[
https://issues.apache.org/jira/browse/SOLR-344?page=com.atlassian.jira.plugin.system.issuetabpanels:comment-tabpanel#action_12525231
]
Hoss Man commented on SOLR-344:
-------------------------------
I've only had a chance to skim the attached PDF ... I've printed it out in the
hopes that I'll find some time to read in depth your specific ideas about what
the ideal Solr API should be; but there are a few things that jumped out at me
that I wanted to address while they were on my mind...
-- Motivation --
- Direct Java is "better" -
A key assumption in this proposal seems to be that "if you are writing a Java
app, and you want to use Solr, you should not use the HTTP interface" I would
argue strongly against this assumption. there are *lots* of reasons why it
makes sense to treat Solr as a webservice and interact with it over HTTP
instead of having a tight coupling with your Java application: redundancy, load
balancing, ... Even if someone had a situation where they only had one machine
in their entire operation, and all of their applications ran on that machine i
would still suggest installing a servlet container and using Solr that way
because it's likely they will have more then one application that will want to
deal with their index. Solr can make a lot of good optimizations and
assumptions that go right out the window if you try to embed Solr in 2
different apps reading and writing to the same physical index directory.
Even if compelling stats can be presented that the HTTP+XML/JSON overhead is in
fact a bottleneck, i would still think that pursuing something like an RMI
based client/server API in addition to the HTTP API would make more sense then
encouraging people to use directly in the JVM of their other applications.
Even the Plugin model (for embedding your custom Java code into Solr) is
something i only recommend in situations where it makes a lot of sense for that
logic to tied closely with the Solr or Lucene internals (ie: as part of the
TokenStream, or dealing with the DocSets before they are cached, etc...)

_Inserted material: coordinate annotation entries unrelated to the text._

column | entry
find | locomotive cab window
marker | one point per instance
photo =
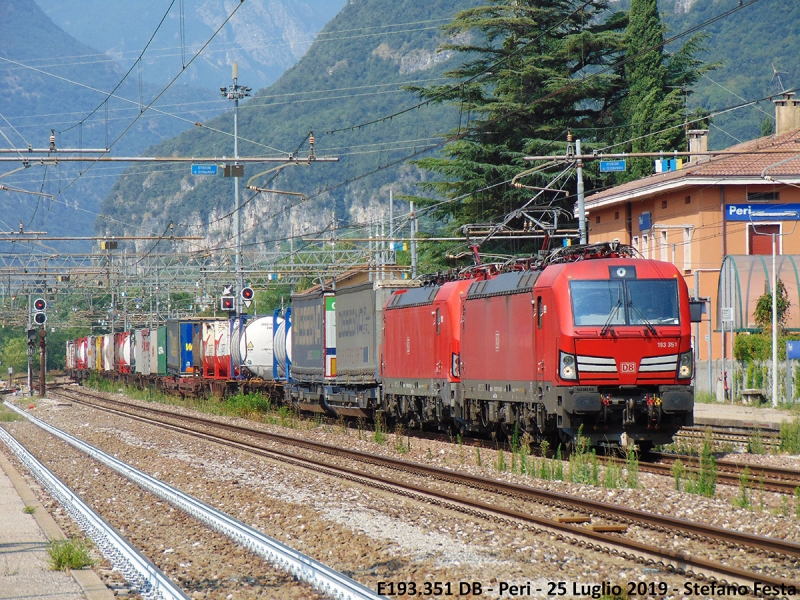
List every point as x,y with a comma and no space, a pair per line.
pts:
625,302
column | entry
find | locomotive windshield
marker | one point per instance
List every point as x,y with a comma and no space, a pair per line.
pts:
609,302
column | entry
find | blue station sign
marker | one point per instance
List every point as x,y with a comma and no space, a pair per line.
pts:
612,166
204,169
762,212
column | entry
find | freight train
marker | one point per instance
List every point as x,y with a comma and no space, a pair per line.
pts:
588,339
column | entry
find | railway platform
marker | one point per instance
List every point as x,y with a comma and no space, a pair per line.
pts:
24,570
720,414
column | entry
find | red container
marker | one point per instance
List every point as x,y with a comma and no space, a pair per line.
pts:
122,352
216,352
81,354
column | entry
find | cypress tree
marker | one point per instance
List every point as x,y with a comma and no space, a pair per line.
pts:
532,70
658,84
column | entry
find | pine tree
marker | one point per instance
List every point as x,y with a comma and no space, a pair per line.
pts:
658,84
533,69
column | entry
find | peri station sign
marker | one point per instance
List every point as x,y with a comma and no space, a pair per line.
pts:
762,212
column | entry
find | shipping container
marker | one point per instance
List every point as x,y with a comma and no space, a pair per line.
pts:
359,329
141,351
70,362
216,356
108,352
122,352
259,347
158,350
180,358
308,336
82,354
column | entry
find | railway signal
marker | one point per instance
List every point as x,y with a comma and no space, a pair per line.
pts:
227,303
39,317
247,296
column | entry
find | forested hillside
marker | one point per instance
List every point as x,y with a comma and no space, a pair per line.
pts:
48,80
352,74
265,36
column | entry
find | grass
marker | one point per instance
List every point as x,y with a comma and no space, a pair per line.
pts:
8,415
743,499
69,554
790,436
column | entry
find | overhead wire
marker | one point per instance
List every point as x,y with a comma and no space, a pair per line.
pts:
124,77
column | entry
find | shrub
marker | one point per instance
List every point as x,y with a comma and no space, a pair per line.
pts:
69,554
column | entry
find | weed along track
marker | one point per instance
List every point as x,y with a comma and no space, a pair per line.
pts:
599,531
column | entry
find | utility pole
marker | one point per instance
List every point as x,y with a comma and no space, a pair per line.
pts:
30,340
581,204
42,360
236,92
412,218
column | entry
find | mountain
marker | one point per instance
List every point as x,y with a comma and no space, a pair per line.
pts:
755,48
50,81
266,37
53,74
353,73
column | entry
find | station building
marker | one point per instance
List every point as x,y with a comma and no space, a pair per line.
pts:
714,218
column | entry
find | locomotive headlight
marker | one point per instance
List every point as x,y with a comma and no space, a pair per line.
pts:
686,365
567,366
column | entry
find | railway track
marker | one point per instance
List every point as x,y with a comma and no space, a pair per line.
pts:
736,438
772,479
253,440
150,581
145,577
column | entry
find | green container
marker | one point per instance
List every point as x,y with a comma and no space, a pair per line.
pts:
161,349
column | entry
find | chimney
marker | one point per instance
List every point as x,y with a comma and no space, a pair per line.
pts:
787,113
698,142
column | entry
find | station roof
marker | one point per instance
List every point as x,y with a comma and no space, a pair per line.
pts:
770,159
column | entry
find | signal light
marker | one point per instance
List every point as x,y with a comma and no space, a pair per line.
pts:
39,317
227,303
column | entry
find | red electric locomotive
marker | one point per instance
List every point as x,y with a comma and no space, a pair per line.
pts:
419,355
588,339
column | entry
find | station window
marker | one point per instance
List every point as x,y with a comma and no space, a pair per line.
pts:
687,248
763,196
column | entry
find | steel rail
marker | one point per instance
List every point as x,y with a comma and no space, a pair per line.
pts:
137,570
319,576
783,481
673,559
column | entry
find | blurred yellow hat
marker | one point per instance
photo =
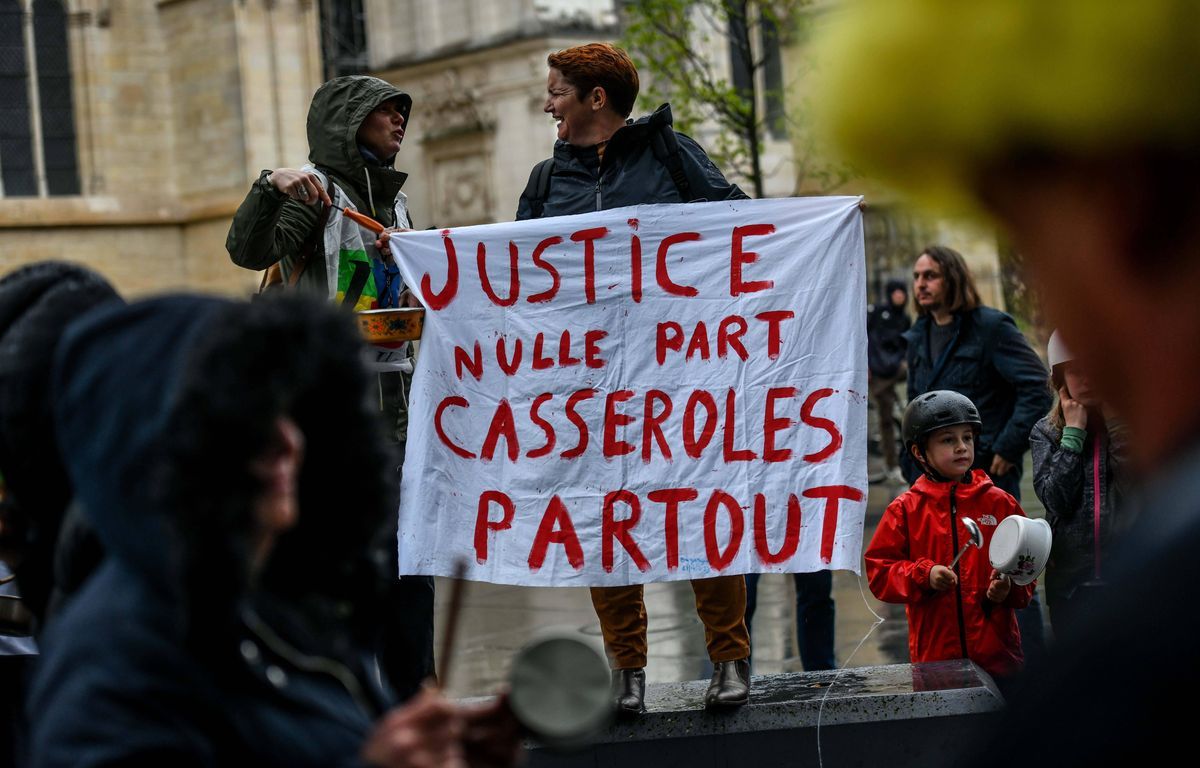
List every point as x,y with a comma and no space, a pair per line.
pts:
924,94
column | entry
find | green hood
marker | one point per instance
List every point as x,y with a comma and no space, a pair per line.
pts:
337,109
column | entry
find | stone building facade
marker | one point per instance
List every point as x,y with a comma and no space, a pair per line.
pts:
177,106
172,107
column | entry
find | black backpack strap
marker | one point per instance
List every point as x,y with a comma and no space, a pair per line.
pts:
538,187
665,145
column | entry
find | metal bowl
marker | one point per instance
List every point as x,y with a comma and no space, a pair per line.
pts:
395,325
559,689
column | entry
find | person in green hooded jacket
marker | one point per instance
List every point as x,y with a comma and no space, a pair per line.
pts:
355,127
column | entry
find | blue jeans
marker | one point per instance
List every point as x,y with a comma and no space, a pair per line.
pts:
814,617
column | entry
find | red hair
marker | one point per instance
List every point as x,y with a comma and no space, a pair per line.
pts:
599,65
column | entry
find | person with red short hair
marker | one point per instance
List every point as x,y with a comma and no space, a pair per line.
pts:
603,161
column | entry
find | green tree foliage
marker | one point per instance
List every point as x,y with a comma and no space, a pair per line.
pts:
681,46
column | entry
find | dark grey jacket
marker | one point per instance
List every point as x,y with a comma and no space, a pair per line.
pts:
991,363
1066,484
629,175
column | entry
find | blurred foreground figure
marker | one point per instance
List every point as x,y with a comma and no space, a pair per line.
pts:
237,477
1078,127
46,551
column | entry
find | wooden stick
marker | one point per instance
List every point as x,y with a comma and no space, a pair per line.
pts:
363,219
451,627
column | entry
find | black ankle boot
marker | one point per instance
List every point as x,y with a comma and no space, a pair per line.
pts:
629,689
730,687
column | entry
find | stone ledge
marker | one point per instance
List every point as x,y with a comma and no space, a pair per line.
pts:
899,714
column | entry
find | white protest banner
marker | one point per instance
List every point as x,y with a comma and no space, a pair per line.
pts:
635,395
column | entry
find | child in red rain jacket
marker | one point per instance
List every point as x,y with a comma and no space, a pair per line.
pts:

The #1 "Value Add" that Solr has over Lucene is the Client/Server abstraction
... there are certainly other value adds -- some small (like added
TokenFilters) and some big (like the IndexSchema concept) -- and many of these
could probably be refactored into the Lucene core (or a Lucene contrib) so they
could be reused by other Lucene applications in addition to Solr ... but Solr
*is* an application.
Arguing that you shouldn't bother using a client/server relationship to deal
with Solr if your application is written in Java is like arguing that you
shouldn't bother using a client/server relationship to deal with MySQL if your
application is written in C.
- Demand for direct access -
the statement "a significant proportion of questions on the mailing lists are
clearly from people who are attempting such integrations right now." does not
serve as a clear call to action ... even if a significant number of recent
questions have related to embedded Solr (and I'm not convinced the number is
that significant) that one data point alone does not clearly indicate that it
is important/urgent to make this easier to do. It just indicates that the
people who are attempting to do this have questions about how to do it ...
which isn't that suprising considering it's a relatively new concept that
hasn't really been documented. Some of these people may just be assuming that
they *need* to embed Solr in their existing Java applications because they
don't realize it's intended to be used as a server.

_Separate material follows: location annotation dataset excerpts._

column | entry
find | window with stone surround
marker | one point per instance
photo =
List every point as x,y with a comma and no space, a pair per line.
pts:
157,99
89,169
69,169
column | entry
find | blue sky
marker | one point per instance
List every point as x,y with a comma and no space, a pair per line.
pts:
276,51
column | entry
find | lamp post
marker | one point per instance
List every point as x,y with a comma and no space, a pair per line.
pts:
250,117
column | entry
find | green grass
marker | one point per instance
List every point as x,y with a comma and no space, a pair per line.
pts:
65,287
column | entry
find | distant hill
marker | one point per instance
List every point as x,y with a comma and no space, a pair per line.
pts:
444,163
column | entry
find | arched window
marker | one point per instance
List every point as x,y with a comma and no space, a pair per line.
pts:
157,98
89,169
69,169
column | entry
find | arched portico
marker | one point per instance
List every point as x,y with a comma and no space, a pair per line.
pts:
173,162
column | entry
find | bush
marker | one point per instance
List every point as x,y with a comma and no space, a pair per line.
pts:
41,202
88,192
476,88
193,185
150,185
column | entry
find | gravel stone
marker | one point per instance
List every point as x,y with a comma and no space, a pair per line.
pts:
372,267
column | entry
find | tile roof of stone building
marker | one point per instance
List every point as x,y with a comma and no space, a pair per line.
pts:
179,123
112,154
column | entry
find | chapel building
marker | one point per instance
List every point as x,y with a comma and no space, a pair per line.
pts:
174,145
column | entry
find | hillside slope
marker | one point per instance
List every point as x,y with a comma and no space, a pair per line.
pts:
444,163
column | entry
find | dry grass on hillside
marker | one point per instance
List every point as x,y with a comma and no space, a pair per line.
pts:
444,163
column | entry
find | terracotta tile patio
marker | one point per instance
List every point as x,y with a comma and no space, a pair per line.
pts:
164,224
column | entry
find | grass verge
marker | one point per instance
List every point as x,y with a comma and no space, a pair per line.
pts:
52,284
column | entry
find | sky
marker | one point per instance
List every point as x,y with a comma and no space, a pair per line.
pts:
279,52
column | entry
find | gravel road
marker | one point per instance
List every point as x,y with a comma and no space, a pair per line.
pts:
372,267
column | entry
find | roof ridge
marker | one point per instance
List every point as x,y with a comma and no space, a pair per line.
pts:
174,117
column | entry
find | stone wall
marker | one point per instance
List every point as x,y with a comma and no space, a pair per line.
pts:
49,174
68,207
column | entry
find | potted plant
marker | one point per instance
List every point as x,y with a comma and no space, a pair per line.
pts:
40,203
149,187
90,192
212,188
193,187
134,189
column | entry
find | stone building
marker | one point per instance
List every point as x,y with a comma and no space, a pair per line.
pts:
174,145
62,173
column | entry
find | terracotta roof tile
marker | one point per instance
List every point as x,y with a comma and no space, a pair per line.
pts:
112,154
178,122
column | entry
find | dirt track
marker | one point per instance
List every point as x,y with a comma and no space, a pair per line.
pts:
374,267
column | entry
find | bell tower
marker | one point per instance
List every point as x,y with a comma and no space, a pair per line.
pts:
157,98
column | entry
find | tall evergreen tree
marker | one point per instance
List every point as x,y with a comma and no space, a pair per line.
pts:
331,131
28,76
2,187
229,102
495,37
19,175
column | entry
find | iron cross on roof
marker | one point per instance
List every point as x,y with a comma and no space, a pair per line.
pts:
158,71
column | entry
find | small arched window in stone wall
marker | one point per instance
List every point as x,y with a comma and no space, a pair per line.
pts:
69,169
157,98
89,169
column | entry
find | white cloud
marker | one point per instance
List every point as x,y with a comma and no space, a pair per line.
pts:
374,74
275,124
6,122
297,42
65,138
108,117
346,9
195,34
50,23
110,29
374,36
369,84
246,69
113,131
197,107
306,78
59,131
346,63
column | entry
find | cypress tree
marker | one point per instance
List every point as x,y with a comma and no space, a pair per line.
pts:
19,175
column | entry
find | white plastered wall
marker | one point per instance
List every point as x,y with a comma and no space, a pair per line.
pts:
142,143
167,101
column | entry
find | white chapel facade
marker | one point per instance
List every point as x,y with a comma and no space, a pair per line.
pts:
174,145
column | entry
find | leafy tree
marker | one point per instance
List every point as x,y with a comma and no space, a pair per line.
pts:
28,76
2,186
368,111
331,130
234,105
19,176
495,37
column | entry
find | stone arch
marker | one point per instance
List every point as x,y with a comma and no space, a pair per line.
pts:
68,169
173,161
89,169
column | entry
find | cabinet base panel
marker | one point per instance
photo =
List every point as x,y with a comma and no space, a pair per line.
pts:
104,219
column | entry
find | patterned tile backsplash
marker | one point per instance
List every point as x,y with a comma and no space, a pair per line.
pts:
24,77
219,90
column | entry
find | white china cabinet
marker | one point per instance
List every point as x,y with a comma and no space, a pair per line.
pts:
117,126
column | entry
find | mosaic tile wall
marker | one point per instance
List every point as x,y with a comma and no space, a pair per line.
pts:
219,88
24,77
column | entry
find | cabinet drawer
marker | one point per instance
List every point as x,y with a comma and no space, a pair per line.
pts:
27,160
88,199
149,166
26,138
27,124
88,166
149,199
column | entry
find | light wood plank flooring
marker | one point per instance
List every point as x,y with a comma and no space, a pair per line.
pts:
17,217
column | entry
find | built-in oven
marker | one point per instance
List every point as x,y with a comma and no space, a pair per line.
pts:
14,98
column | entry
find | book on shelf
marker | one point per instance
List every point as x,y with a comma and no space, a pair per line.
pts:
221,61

The [EMAIL PROTECTED] list gets lots of questions from people who misunderstand
the the demo code in the Lucene distribution and think Lucene is an application
that they can run on the command line to index files and search them -- that
doesn't mean that the Lucene-Java project should revamp itself to focus on
producing an application instead of a Library, it means the Lucene-Java
community has to help educate users about: A) how they can use the Lucene
library to build their own apps; and B) what apps are built on top of the
Lucene library that might be useful to them.
I think it would probably be more beneficial for the community as a whole if
people spent more time/energy documenting the benefits/mechanisms of using Solr
as a server, or improving the client APIs to make communicating with a Solr
server faster/easier then it would to dedicate a lot of resources solely
towards making Solr more of a library and less of an application.

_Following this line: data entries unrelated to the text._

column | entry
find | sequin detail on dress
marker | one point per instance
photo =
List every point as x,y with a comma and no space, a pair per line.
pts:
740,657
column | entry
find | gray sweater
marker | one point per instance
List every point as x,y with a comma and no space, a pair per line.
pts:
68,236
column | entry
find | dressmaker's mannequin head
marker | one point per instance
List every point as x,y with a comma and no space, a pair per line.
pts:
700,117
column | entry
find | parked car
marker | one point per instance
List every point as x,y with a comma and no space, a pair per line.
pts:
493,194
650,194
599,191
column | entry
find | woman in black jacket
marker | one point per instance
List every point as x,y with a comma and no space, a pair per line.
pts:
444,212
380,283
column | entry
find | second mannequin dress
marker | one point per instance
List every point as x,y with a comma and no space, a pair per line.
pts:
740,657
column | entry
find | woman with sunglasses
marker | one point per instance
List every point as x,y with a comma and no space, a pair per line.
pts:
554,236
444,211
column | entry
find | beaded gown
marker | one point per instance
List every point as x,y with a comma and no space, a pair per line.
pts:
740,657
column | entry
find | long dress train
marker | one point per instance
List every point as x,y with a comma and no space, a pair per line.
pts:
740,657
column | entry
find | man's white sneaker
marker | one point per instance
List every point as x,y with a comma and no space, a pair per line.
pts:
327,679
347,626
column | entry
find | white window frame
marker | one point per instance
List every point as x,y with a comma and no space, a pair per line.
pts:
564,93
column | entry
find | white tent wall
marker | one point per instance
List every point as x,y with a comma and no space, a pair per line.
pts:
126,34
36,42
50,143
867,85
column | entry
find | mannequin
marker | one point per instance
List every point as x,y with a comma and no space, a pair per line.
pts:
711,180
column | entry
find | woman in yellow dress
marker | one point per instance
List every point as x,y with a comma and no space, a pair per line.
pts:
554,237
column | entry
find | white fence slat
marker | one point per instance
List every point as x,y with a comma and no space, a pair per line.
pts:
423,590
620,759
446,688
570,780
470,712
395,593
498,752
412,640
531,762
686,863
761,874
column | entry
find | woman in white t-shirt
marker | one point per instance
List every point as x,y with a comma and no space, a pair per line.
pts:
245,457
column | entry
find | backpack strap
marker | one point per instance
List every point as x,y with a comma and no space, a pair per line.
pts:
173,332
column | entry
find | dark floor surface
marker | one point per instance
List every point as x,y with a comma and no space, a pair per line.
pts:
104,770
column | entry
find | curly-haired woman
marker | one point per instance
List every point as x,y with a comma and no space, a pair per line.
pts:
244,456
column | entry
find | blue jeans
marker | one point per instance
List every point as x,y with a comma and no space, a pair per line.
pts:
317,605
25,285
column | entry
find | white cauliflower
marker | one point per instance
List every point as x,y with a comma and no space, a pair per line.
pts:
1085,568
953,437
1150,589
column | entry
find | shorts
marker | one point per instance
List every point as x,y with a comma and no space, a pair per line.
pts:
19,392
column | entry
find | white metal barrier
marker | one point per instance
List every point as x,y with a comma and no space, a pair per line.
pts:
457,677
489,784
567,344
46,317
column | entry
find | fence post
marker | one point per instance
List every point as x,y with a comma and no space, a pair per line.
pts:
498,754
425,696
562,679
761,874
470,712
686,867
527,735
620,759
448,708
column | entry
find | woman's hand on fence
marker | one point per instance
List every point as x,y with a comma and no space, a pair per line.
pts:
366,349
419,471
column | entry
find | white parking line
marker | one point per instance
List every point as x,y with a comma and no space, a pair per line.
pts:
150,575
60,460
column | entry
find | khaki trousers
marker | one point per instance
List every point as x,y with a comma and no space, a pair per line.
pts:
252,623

-- Strategy for making changes --
All that said -- i agree with you that a lot of improvements can and should be
made to the internal APIs. Not because i think we need to make it easier to
embed Solr, but to make it easier for new developers to work on the Solr
internals (or to write plugins). if embedding Solr gets easier as a result --
great, but I don't see that as a compelling reason for change.
Somewhere in your doc, you advocated the importance of a top down complete API
overhaul instead of approaching things piecemeal (forgive me for not
remembering exactly how you put it, I'm not trying to put words in your mouth i
just remember there being a sentiment like this) ... while i think it would
definitely make sense to have some discussions on solr-dev about what the big
problems are with the internal APIs and come up with a high level picture of
what the ideal API might be so we can aim for it, the best way to get there is
with small patches that focuses on a single area.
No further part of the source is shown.